I like this idea that we have versions; some conscious, some reactive. I like this idea that the introduction of a song with the right rhythmic blow will pull us along in its draft; pleased. And in the company of others, our offered self becomes a victim to the boundaries those interactions build. To be short tempered and cynical in the hold of a man we’re jealous of, to loving and lecherous in the presence of the man we want something from. Most people have some idea of choice surroundings, this place that offers their best reflection of self; and by extension, that comfort lends itself to the latching of others. In my case, the characterization of another comes down to characters. To see somebody in a bar leaves me grasping at unknowns; to greet, to please, to flail, to fall to my knees. But the neglect of an apostrophe, an abbreviated word, the excessive enter of enthusiastic exclaim, these are things I know not to need. These are things I trust. A sentence requires thought, a lustrous hair-flick is thoughtless groin-fodder [though to be fair: a lustrous hair flick thrown by a well-sentenced woman is lovely enough].

Just a thought, discard and leave me pleased.

edible words.

April 13, 2011

A day of dappled seaborne clouds.

The phrase and the day and the scene harmonised in a chord. Words. Was it their colours? He allowed them to glow and fade, hue after hue: sunrise gold, the russet and green of apple orchards, azure of waves, the greyfringed fleece of clouds.
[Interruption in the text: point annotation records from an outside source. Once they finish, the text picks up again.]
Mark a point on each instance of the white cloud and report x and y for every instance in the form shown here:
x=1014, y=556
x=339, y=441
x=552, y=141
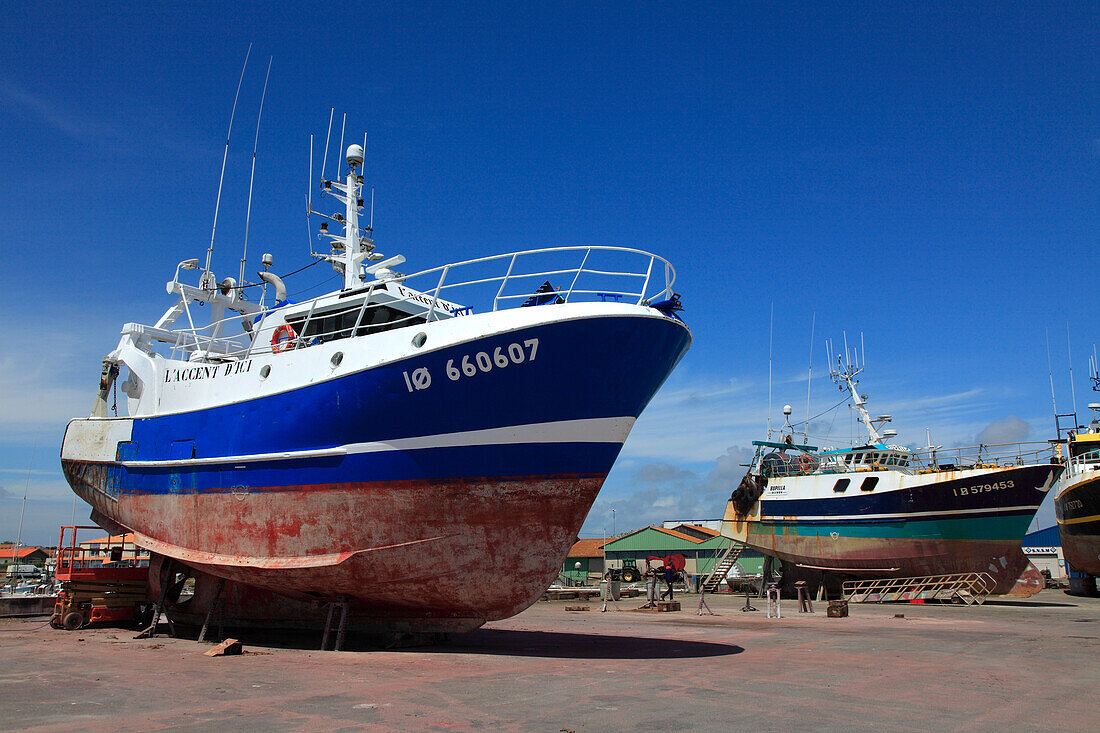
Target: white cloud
x=52, y=113
x=1011, y=429
x=662, y=473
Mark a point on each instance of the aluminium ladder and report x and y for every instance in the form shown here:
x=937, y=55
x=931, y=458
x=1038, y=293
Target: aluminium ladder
x=967, y=588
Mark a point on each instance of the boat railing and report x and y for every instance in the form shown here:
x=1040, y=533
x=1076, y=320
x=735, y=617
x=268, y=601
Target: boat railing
x=1085, y=461
x=603, y=273
x=1001, y=455
x=530, y=277
x=920, y=461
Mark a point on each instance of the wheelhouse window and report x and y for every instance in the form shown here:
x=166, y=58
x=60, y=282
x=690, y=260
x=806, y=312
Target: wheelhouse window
x=330, y=327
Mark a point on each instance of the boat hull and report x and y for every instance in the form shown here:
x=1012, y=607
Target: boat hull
x=442, y=505
x=931, y=527
x=1077, y=510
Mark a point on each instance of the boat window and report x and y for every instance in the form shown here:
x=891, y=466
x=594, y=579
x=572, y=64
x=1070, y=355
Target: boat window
x=330, y=327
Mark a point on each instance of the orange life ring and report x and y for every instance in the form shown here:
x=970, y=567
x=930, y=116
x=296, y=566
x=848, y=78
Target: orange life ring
x=277, y=343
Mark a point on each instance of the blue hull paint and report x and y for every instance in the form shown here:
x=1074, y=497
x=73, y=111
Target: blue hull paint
x=583, y=369
x=1019, y=487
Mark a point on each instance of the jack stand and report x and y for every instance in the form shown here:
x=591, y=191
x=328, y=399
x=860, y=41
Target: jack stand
x=773, y=602
x=650, y=593
x=158, y=608
x=748, y=605
x=702, y=604
x=805, y=605
x=215, y=606
x=338, y=645
x=605, y=591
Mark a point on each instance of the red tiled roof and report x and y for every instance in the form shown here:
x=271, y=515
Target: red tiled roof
x=12, y=554
x=587, y=547
x=705, y=531
x=113, y=539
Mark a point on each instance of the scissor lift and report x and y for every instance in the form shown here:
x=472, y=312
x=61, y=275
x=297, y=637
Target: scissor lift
x=97, y=586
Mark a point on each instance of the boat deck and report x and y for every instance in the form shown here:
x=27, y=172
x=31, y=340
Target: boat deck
x=1008, y=664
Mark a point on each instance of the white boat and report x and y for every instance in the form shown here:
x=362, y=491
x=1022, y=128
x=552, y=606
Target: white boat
x=381, y=444
x=882, y=510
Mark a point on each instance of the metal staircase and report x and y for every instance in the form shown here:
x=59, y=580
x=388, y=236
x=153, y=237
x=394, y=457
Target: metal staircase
x=722, y=567
x=968, y=588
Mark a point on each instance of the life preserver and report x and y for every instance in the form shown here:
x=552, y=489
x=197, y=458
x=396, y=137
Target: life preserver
x=278, y=345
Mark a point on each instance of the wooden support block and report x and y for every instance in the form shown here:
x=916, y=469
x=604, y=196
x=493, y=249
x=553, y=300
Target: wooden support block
x=228, y=647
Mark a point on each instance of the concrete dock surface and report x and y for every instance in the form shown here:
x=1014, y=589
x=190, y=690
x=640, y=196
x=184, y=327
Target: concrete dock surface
x=1008, y=665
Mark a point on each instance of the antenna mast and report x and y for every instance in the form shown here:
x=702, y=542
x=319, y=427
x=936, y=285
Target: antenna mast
x=810, y=372
x=221, y=178
x=845, y=374
x=771, y=329
x=252, y=176
x=1069, y=354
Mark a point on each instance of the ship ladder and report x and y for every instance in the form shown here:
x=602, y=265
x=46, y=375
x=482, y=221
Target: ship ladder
x=966, y=588
x=718, y=573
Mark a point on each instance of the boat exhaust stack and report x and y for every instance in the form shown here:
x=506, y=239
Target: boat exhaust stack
x=276, y=282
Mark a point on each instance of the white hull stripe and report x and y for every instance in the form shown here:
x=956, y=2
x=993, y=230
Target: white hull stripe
x=600, y=429
x=844, y=517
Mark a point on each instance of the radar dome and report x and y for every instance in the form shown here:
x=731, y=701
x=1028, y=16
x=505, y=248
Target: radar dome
x=354, y=155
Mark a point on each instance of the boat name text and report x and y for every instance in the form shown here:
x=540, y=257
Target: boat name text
x=207, y=371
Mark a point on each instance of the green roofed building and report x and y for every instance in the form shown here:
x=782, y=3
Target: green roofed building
x=701, y=546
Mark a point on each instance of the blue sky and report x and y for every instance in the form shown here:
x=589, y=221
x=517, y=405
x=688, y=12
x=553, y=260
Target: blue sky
x=922, y=173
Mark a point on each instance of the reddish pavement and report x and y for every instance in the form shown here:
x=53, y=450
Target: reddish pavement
x=1022, y=665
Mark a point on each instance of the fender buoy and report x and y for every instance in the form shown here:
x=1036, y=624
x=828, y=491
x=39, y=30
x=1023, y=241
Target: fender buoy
x=278, y=345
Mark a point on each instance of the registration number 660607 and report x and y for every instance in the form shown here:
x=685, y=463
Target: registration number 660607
x=480, y=362
x=483, y=362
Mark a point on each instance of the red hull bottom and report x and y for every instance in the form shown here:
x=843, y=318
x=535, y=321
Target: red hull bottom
x=1082, y=553
x=425, y=556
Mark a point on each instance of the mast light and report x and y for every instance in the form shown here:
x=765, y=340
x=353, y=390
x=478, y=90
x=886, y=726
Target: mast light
x=355, y=155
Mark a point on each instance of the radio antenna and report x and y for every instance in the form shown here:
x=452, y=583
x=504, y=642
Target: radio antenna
x=771, y=328
x=255, y=142
x=1049, y=368
x=805, y=427
x=1069, y=354
x=326, y=156
x=224, y=155
x=340, y=150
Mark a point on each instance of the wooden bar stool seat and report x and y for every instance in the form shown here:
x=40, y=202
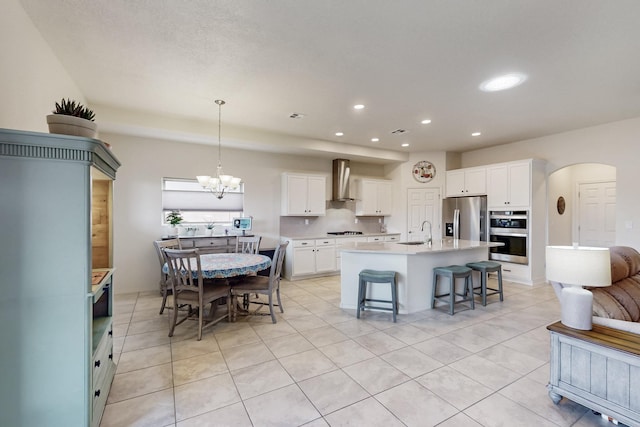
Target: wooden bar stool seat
x=453, y=272
x=486, y=267
x=376, y=276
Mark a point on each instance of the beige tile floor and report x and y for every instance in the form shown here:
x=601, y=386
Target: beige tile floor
x=320, y=366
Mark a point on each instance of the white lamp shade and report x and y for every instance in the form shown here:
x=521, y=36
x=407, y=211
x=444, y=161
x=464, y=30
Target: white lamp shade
x=579, y=265
x=226, y=180
x=203, y=180
x=235, y=182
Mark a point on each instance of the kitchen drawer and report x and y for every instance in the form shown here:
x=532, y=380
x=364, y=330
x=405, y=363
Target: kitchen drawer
x=103, y=355
x=103, y=372
x=325, y=242
x=304, y=243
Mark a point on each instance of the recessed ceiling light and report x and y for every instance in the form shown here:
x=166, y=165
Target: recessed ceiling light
x=506, y=81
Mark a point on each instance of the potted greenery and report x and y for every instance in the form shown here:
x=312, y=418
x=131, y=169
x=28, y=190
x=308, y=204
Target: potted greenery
x=72, y=118
x=209, y=226
x=174, y=218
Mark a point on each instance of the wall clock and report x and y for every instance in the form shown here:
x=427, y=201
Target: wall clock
x=424, y=171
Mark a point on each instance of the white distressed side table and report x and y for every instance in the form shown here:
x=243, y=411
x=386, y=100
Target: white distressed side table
x=599, y=369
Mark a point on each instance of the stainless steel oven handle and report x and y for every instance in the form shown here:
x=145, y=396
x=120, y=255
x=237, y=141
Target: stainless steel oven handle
x=508, y=234
x=508, y=216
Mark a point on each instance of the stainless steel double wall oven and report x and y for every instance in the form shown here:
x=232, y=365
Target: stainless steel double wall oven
x=512, y=229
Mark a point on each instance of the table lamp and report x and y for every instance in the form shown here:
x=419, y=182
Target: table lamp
x=573, y=267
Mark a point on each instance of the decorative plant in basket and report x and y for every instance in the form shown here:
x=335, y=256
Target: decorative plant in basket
x=174, y=218
x=72, y=118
No, it was not their colours: it was the poise and balance of the period itself. Did he then love the rhythmic rise and fall of words better than their associations of legend and colour? Or was it that, being as weak of sight as he was shy of mind, he drew less pleasure from the reflection of the glowing sensible world through the prism of a language manycoloured and richly storied than from the contemplation of an inner world of individual emotions mirrored perfectly in a lucid supple periodic prose?
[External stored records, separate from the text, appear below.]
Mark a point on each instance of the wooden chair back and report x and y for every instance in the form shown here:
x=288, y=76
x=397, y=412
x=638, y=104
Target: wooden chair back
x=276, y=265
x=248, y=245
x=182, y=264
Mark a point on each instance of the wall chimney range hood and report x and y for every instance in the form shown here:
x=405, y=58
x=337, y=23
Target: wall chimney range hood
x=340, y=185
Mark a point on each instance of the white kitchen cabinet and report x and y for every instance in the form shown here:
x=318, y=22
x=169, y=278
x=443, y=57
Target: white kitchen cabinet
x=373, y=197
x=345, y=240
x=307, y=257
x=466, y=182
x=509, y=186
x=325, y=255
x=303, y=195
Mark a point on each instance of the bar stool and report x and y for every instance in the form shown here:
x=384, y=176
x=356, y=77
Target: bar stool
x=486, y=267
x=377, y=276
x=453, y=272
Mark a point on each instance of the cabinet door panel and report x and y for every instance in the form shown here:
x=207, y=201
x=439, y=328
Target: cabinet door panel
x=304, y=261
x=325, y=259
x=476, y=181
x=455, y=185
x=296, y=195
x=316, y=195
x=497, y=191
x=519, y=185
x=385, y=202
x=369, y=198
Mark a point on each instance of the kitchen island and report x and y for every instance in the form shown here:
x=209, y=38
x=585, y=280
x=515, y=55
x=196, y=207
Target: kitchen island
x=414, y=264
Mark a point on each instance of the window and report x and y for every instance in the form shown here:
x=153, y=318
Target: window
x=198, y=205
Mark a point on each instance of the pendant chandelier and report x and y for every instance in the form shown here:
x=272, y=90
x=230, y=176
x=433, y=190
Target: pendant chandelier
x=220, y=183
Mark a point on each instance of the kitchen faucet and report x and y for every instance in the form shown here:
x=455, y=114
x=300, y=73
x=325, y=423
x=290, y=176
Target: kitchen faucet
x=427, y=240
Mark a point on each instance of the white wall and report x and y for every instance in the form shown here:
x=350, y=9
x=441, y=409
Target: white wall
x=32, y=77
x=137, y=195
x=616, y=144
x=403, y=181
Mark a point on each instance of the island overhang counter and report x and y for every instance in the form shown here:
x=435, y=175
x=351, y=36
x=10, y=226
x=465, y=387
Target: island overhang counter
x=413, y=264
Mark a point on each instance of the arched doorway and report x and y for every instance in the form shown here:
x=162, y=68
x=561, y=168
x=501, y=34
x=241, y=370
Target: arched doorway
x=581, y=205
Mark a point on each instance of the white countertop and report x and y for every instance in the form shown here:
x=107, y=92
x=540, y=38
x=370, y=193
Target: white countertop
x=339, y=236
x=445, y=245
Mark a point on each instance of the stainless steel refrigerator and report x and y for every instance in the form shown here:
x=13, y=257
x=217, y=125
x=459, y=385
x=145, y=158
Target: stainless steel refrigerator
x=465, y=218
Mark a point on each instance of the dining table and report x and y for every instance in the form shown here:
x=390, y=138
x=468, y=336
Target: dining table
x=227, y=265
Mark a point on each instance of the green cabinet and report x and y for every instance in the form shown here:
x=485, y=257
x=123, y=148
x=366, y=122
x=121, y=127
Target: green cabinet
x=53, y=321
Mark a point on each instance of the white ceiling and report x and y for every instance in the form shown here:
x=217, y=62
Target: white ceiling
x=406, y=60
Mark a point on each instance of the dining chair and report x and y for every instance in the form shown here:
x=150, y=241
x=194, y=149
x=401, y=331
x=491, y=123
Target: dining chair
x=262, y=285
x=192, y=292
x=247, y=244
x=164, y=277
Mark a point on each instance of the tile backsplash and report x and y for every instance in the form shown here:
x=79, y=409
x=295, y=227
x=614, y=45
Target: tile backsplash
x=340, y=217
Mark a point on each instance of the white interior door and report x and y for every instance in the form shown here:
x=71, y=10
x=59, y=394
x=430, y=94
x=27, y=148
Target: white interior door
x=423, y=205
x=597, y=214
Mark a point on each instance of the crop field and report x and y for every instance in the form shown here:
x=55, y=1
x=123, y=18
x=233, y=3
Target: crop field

An excerpt from A Portrait of the Artist as a Young Man [Joyce].

whacking off, a jew and an irishman jest.

April 11, 2011

I like these contrasting views of teenage angst.
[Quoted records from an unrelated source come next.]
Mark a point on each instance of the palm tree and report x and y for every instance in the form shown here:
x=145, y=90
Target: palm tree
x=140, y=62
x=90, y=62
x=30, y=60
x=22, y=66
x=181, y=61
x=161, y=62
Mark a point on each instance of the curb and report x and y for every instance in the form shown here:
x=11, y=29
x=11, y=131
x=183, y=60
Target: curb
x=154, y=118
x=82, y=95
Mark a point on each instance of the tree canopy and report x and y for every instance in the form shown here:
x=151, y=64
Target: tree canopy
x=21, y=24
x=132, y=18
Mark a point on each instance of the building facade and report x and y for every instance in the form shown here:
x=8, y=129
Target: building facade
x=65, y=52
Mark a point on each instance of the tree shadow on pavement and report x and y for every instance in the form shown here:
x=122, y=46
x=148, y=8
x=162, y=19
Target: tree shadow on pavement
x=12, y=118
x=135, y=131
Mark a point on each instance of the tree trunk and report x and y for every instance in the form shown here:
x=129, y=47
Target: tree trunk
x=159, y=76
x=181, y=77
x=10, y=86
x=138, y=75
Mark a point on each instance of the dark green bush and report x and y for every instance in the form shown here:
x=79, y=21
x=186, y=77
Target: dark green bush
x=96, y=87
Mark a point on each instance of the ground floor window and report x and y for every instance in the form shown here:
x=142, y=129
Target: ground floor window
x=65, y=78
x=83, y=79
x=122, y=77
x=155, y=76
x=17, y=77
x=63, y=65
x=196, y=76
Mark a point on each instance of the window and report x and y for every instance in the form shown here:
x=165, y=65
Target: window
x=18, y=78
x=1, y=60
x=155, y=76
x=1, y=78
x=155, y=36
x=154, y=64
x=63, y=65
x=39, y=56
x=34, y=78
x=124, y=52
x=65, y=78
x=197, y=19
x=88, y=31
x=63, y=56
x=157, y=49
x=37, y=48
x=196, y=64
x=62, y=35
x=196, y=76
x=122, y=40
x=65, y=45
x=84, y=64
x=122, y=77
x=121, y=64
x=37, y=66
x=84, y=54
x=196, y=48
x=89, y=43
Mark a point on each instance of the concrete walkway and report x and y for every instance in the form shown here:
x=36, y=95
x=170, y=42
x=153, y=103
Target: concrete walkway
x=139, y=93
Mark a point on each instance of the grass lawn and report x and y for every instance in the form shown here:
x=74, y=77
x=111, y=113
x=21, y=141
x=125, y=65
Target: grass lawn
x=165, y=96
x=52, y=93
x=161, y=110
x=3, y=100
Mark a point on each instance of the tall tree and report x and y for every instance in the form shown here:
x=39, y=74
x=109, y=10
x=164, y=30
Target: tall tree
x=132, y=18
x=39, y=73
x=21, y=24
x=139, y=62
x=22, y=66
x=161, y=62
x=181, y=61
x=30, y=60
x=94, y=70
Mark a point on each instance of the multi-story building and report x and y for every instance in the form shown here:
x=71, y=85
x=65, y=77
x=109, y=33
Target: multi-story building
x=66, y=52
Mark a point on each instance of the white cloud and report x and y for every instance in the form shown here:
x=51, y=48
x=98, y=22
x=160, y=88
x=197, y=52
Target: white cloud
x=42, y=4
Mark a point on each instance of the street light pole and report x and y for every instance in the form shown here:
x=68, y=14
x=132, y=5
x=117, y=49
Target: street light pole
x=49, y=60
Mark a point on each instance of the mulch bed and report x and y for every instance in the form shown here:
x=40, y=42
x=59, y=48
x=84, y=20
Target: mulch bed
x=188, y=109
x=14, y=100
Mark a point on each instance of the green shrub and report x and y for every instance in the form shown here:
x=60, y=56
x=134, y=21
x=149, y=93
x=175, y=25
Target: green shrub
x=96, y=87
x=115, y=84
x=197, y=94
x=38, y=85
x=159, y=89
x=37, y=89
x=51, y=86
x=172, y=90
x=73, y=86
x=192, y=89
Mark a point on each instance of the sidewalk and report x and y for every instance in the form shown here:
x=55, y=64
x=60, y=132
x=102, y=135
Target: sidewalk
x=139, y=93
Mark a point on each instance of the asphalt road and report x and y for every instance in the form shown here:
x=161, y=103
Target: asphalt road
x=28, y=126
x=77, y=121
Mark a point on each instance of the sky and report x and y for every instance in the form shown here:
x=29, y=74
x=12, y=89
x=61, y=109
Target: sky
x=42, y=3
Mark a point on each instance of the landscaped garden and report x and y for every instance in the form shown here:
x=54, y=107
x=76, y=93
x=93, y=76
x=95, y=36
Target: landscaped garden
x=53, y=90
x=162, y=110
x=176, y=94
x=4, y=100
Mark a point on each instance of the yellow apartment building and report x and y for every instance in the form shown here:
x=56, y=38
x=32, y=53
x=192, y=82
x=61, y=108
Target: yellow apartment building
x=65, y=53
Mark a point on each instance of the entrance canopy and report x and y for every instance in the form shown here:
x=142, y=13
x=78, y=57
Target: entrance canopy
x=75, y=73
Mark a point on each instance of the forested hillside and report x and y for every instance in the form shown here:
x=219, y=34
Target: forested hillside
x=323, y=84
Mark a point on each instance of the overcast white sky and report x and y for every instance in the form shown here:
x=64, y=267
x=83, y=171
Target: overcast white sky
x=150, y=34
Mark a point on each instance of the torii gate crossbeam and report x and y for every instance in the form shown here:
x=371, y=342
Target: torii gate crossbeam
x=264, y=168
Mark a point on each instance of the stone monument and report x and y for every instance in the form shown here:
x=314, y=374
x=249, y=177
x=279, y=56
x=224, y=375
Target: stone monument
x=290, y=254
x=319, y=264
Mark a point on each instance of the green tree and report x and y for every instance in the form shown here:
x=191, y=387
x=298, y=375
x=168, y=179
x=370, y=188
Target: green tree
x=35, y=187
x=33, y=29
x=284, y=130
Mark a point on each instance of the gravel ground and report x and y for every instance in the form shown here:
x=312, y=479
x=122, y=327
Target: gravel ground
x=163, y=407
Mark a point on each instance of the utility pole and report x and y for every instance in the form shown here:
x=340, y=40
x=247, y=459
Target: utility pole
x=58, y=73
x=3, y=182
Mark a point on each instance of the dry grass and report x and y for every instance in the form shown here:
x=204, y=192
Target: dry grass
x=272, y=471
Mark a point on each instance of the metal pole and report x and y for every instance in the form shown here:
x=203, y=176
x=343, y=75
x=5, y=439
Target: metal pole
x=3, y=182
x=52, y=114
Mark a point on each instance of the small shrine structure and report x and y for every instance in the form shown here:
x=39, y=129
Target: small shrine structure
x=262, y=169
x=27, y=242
Joyce, in A Portrait of the Artist as a Young Man.

[...] the light laughter of a girl reached his burning ears. The frail gay sound smore his heart more strongly than a trumpetblast, and, not daring to lift his eyes, he turned aside and gazed, as he walked, into the shadow of the tangled shrubs. Shame rose from his smitten heart and flooded his whole being. The image of Emma appeared before him and, under her eyes, the flood of shame rushed forth anew from his heart. If she knew to what his mind had subjected her or how his brutelike lust had torn and trampled upon her innocence! Was that boyish love? Was that chivalry? Was that poetry? The sordid details of his orgies stank under his very nostrils: the sootcoated packet of pictures which he had hidden in the flue of the fireplace and in the presence of whose shameless or bashful wantonness he lay for hours sinning in thought and deed: his monstrous dreams, peopled by apelike creatures and by harlots with gleaming jewel eyes: foul long letters he had written in the joy of guilty confession and carried secretly for days only to throw them under cover of night among the grass in the corner of a field beneath some hingeless door or in some niche in the hedges where a girl might come upon them as she walked by and read them secretly. Mad! Mad!

Or, the willing filth of Roth, in Portnoy’s Complaint.

Then came adolescence–half my waking life spent locked behind the bathroom door, firing my wad down the toilet bowl, or into the soiled clothes in the laundry hamper, or splat, up against the medicine-chest mirror, before which I stood in my dropped drawers to I could see how it looked coming out.